Pirfenidone activates cannabinoid receptor 2 in a mouse model of bleomycin‑induced pulmonary fibrosis
Published online on: September 25, 2019
Copyright: © Liu et al.
This is an open access article distributed under the terms of Creative Commons Attribution License.
| PMC Statistics:
Total PDF Downloads:
| PMC Statistics:
Inflammation serves an important role in the pathogenesis of idiopathic pulmonary fibrosis (IPF). Cannabinoid receptor 2 (CB2R) is a receptor predominantly expressed in the immune system. CB2R agonists can be used to treat a wide range of inflammation‑related diseases. Pirfenidone has been demonstrated to be effective for IPF treatment. The aim of present study was to investigate whether CB2R activation mediates the antifibrotic effect of pirfenidone. For that purpose, mice were intravenously injected with bleomycin (BLM; 5 mg/kg/day). pirfenidone (300 mg/kg/day) was then orally administered for 15 days. Lung pathological alterations in the mice were evaluated by Masson's trichrome staining. The mRNA and protein levels of CB2R in lung tissues were measured by reverse transcription‑quantitative PCR and western blotting. The levels of inflammatory factors were determined by ELISA. The effect of pirfenidone on WI38 cell viability was evaluated by MTT assay.
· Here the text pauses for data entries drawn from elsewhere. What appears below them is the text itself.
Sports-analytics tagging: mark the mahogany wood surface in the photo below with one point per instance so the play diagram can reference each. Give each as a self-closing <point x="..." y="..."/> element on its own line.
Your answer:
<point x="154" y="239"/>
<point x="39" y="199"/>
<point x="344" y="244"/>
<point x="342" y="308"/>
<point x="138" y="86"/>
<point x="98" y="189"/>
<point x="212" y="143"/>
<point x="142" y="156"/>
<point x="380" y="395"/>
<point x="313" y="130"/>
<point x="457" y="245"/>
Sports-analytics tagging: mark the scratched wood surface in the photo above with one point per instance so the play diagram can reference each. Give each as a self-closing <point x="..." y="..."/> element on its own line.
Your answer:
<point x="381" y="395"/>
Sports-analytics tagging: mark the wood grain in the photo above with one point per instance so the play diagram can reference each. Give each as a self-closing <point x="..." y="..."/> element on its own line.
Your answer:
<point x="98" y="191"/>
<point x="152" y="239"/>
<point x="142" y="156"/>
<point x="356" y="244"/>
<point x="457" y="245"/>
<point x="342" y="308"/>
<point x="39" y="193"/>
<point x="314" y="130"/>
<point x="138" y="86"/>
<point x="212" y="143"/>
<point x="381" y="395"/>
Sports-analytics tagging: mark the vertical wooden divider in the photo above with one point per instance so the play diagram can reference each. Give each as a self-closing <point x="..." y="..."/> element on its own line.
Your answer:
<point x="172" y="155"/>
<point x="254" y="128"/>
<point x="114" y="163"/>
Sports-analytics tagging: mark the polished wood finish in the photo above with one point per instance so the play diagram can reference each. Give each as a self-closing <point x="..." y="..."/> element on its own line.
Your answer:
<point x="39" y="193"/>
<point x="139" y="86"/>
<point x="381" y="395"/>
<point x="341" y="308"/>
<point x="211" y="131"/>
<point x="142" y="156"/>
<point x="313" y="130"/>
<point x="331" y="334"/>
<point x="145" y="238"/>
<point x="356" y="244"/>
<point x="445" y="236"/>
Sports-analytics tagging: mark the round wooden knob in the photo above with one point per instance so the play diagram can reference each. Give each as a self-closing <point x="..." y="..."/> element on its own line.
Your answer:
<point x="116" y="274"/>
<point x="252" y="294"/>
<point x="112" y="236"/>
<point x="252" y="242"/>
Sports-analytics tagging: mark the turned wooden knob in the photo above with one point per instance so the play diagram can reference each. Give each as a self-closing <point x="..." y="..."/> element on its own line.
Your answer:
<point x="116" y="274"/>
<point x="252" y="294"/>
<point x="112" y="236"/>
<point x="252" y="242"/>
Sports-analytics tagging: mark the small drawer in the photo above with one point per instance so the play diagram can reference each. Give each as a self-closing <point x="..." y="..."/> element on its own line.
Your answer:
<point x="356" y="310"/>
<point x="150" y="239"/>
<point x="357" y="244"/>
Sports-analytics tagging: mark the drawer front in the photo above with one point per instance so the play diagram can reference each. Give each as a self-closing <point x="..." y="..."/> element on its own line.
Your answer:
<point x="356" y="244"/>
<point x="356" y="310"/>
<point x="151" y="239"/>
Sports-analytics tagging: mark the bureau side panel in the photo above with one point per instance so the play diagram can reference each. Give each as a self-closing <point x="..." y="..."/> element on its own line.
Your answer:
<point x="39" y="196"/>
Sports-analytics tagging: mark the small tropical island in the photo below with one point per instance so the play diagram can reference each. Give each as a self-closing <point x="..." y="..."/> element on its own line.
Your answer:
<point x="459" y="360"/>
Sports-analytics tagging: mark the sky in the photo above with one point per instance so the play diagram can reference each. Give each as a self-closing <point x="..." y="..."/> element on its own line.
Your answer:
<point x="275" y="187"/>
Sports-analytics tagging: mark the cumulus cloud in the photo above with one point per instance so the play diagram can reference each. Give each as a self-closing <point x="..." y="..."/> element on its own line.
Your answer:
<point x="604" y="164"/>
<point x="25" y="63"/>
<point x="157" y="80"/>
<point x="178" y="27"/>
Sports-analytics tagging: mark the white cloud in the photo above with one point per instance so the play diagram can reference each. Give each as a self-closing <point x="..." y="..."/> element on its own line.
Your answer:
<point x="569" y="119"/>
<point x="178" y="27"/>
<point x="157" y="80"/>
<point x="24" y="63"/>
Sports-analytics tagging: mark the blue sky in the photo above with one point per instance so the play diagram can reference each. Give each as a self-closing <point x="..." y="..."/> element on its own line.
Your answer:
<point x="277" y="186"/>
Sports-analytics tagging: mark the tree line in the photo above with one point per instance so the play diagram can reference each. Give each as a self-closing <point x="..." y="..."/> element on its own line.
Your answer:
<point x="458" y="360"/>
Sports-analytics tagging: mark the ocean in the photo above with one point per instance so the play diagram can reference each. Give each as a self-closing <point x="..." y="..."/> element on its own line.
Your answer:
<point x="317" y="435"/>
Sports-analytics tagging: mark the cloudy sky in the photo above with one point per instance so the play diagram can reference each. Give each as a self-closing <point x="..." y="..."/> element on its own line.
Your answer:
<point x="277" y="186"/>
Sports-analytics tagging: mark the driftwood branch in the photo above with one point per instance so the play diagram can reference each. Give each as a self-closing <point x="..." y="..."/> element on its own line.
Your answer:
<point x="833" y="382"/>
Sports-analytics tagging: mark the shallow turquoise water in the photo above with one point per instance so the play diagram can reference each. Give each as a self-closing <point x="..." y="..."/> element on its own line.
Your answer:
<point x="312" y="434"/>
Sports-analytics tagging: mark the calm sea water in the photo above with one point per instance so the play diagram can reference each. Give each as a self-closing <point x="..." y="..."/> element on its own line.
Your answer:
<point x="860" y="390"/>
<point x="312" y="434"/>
The results demonstrated that CB2R protein and mRNA levels increased with increasing fibrosis in mice with BLM‑induced IPF. Pirfenidone administration significantly ameliorated IPF and reduced the serum levels of inflammatory factors induced by BLM. Pirfenidone also inhibited fibroblast cell proliferation and decreased the levels of inflammatory factors in vitro, which could be reversed by the CB2R antagonist SR144528, suggesting that CB2R was activated by pirfenidone. In conclusion, pirfenidone attenuated and activated CB2R in BLM‑treated mice. In addition, pirfenidone inhibited fibroblast cell proliferation in vitro. These effects could be reversed by the CB2R antagonist SR144528. Thus, activation of CB2R may be considered a mechanism of the antifibrotic effects of pirfenidone.